Department of Immigration and Multicultural Affairs

Department overview
- Formed: 11 March 1996
- Preceding Department: Department of Immigration and Ethnic Affairs (II) Department of the Prime Minister and Cabinet – for multicultural affairs;
- Dissolved: 26 November 2001
- Superseding Department: Department of Immigration and Multicultural and Indigenous Affairs;
- Jurisdiction: Commonwealth of Australia
- Headquarters: Canberra
- Annual budget: $350 million (approximate annual operating budget in 2000)
- Minister responsible: Philip Ruddock, Minister for Immigration and Multicultural Affairs;
- Department executives: Helen Williams, Secretary (1996–1998); Bill Farmer, Secretary (1998–2001);
- Child agencies: Refugee Review Tribunal; Immigration Review Tribunal;
- Website: immi.gov.au

= Department of Immigration and Multicultural Affairs (1996–2001) =

Former Australian government department

The Department of Immigration and Multicultural Affairs (also called DIMA) was an Australian government department that existed between March 1996 and November 2001. Its slogan was "Enriching Australia through migration".

==Scope==
Information about the department's functions and government funding allocation could be found in the Administrative Arrangements Orders, the annual Portfolio Budget Statements, in the department's annual reports and on the department's website.

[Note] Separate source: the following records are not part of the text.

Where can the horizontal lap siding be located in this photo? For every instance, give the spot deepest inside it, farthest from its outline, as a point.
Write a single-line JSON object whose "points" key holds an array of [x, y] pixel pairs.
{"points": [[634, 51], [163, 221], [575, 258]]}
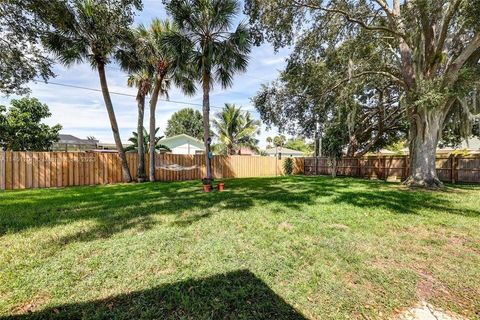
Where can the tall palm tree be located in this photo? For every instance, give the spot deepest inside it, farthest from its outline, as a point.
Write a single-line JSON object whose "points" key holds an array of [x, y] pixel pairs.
{"points": [[216, 51], [90, 31], [236, 129], [168, 67], [144, 141], [134, 59]]}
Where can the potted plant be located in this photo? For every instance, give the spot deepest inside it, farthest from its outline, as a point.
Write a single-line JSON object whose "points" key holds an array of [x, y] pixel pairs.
{"points": [[207, 184]]}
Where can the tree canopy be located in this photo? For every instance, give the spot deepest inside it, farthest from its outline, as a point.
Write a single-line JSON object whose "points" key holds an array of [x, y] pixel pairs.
{"points": [[235, 129], [23, 23], [426, 51], [186, 121], [21, 127], [215, 49]]}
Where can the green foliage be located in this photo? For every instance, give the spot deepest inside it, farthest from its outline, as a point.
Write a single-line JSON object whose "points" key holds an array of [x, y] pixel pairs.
{"points": [[214, 51], [186, 121], [277, 141], [334, 141], [288, 166], [146, 142], [235, 129], [21, 127], [299, 144], [91, 31], [397, 147], [422, 57], [22, 57]]}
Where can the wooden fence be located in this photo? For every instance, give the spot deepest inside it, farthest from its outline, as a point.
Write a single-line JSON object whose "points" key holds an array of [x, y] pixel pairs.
{"points": [[449, 169], [28, 170]]}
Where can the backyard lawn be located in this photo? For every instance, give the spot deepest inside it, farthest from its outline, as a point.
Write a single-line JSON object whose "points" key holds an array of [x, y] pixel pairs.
{"points": [[266, 248]]}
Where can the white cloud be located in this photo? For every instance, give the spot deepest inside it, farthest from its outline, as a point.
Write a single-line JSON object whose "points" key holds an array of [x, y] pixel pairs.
{"points": [[82, 112]]}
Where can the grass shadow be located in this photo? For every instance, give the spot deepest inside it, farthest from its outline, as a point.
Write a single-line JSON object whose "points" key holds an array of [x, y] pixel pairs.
{"points": [[234, 295], [116, 208]]}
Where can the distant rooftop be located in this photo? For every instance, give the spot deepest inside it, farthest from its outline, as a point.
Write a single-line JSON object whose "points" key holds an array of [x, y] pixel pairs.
{"points": [[69, 139], [272, 151]]}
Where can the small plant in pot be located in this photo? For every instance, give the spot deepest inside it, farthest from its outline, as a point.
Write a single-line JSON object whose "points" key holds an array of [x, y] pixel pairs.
{"points": [[207, 184]]}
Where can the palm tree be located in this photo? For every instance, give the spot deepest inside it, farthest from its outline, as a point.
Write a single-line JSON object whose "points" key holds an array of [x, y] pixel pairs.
{"points": [[236, 129], [144, 142], [216, 53], [91, 31], [133, 58], [168, 67]]}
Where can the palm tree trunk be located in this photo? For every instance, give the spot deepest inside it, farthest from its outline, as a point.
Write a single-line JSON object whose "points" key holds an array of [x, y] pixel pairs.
{"points": [[206, 123], [153, 107], [140, 142], [113, 122]]}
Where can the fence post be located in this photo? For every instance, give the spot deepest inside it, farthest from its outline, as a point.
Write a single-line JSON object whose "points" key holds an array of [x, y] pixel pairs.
{"points": [[455, 169], [3, 164]]}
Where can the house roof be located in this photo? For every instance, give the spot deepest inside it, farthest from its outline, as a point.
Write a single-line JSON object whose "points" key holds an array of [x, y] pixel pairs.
{"points": [[283, 151], [69, 139], [181, 139]]}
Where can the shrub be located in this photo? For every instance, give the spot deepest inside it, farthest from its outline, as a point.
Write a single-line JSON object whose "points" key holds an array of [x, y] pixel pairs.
{"points": [[288, 166]]}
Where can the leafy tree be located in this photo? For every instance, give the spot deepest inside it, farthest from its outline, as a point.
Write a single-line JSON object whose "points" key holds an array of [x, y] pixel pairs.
{"points": [[186, 121], [21, 127], [216, 52], [333, 144], [277, 141], [145, 144], [429, 49], [236, 129], [299, 143], [92, 31], [22, 58]]}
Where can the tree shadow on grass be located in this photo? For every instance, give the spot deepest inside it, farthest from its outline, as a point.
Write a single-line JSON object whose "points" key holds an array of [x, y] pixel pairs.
{"points": [[235, 295], [116, 208]]}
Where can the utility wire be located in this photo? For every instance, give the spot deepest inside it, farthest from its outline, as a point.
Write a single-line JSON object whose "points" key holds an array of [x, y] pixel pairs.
{"points": [[120, 94]]}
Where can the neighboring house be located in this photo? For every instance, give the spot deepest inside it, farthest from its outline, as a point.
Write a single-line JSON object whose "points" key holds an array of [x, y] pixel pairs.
{"points": [[183, 144], [244, 151], [283, 152], [67, 142], [105, 147]]}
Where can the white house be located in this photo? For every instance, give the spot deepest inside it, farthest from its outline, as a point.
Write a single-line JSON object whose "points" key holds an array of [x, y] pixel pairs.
{"points": [[184, 144], [283, 152]]}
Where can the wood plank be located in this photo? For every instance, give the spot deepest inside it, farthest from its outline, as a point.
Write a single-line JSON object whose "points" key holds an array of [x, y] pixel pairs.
{"points": [[48, 165], [53, 169], [29, 172], [3, 161], [35, 170]]}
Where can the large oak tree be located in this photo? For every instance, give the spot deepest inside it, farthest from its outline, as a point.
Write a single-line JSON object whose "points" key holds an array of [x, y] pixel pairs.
{"points": [[433, 55]]}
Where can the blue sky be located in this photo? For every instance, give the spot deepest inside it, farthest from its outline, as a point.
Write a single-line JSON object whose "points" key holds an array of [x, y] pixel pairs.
{"points": [[82, 112]]}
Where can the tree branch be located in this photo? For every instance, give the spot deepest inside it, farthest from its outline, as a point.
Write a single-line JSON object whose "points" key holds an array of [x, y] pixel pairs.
{"points": [[453, 70], [348, 17]]}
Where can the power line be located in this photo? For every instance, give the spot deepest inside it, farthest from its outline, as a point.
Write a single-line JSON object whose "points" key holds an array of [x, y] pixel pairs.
{"points": [[121, 94]]}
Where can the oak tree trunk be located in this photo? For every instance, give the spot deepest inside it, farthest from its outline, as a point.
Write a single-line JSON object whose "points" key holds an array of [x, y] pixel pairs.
{"points": [[113, 122], [153, 108], [425, 133], [140, 143], [206, 123]]}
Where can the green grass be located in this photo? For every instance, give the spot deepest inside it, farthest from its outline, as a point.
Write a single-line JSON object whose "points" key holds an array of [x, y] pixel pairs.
{"points": [[267, 248]]}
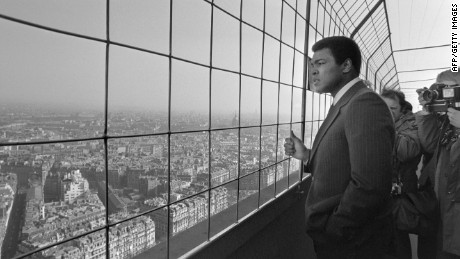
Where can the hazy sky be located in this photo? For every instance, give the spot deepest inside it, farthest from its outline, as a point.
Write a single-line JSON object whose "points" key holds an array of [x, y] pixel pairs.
{"points": [[46, 67], [415, 24]]}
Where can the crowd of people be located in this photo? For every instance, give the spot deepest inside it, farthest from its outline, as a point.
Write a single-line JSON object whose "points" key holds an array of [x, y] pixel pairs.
{"points": [[369, 146]]}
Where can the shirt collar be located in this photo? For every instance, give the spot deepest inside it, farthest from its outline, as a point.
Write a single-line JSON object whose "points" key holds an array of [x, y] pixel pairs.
{"points": [[344, 89]]}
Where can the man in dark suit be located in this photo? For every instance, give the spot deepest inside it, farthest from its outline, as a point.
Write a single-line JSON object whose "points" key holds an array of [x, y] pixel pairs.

According to the Administrative Arrangements Order made on 11 March 1996, the department dealt with:
- Migration, including refugees
- Citizenship
- Ethnic affairs
- Post-arrival arrangements for migrants, other than migrant child education
- Multicultural affairs

==Structure==
The department was an Australian Public Service department, staffed by officials who were responsible to the Minister for Immigration and Multicultural Affairs, Philip Ruddock. The Secretary of the department was Helen Williams (until February 1998) and then Bill Farmer. In 2000, the department had approximately 3600 staff.